Even as another embattled British builder, Bovis, pleads for greater intervention to support the UK mortgage market, where new loan approvals are down 65 per cent versus a year ago, the European Central Bank is looking nervously at the support it has provided the sector.
The eurozone mortgage-backed bond market and the banks who rely on it are braced for some potentially harsh medicine following more, stronger hints from governors of the ECB about some form of crackdown on banks’ use of its liquidity facilities.
The use of mortgage-backed debt and other asset-backed securities (ABS) as collateral for central bank funding in Europe has increased significantly since the credit crunch.

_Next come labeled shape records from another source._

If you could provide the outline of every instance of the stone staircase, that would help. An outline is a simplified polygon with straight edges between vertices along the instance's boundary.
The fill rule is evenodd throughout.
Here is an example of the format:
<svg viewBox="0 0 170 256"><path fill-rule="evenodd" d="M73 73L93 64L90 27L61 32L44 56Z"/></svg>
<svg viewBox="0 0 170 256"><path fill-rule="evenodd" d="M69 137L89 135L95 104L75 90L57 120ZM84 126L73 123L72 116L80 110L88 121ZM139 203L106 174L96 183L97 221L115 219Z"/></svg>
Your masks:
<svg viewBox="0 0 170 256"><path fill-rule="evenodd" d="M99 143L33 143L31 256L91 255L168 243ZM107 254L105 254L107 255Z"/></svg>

Strong signs that the ECB is now about to take action over this have the potential to unsettle not just securitisation markets, but other areas too.
“Increasing speculation about diminishing central bank support in illiquid, difficult-to-price asset-backed security markets is likely to undermine investor risk sentiment and raise the level of write-downs in the banking sector,” says Lena Komileva, head of G7 market economics at interdealer broker Tullett Prebon.
Such comments follow a series of hints from members of the ECB hierarchy, including Jean-Claude Trichet, the president, himself, that banks needed to make greater efforts to re-establish other sources of funding.
European ABS markets have not seen a strong reaction yet to such comments, though analysts note trading is very thin due to liquidity being limited generally and it being the last week in August.
There are many securitisation bankers who work in the field of arranging and selling mortgage-backed bonds who would strongly agree with this view and who say it is near impossible to get the market re-started while cheap central bank money is readily available.
Analysts at Deutsche Bank estimate that ˆ260bn ($386bn) worth of ABS have been created and retained by banks, potentially for use in central bank liquidity facilities, since January. UK and Spanish banks, which were most reliant on securitisation, have unsurprisingly been the biggest creators across all currencies.
However, not all of this will have gone to the ECB. The proportion of ECB funding given against ABS collateral has only risen from 12 per cent before the credit crunch to 16 per cent by the end of last year – this would amount to an increase of something in the region of only ˆ20bn.
The tricky questions are over how the profile of the collateral that is used might have changed – in terms of both how risky it is and how old it is, or when it was issued. Some are convinced that central banks have increasingly been used to fund new, or at least more recent mortgage lending.
Radical change is unlikely. Ronald Thomson head of securitisation research at Royal Bank of Scotland thinks it more likely that future securitisations would be affected rather than existing ones, but adds: “Participants may begin to price in liquidity limitations imposed by the ECB as the markets may be forced to absorb more collateral directly.”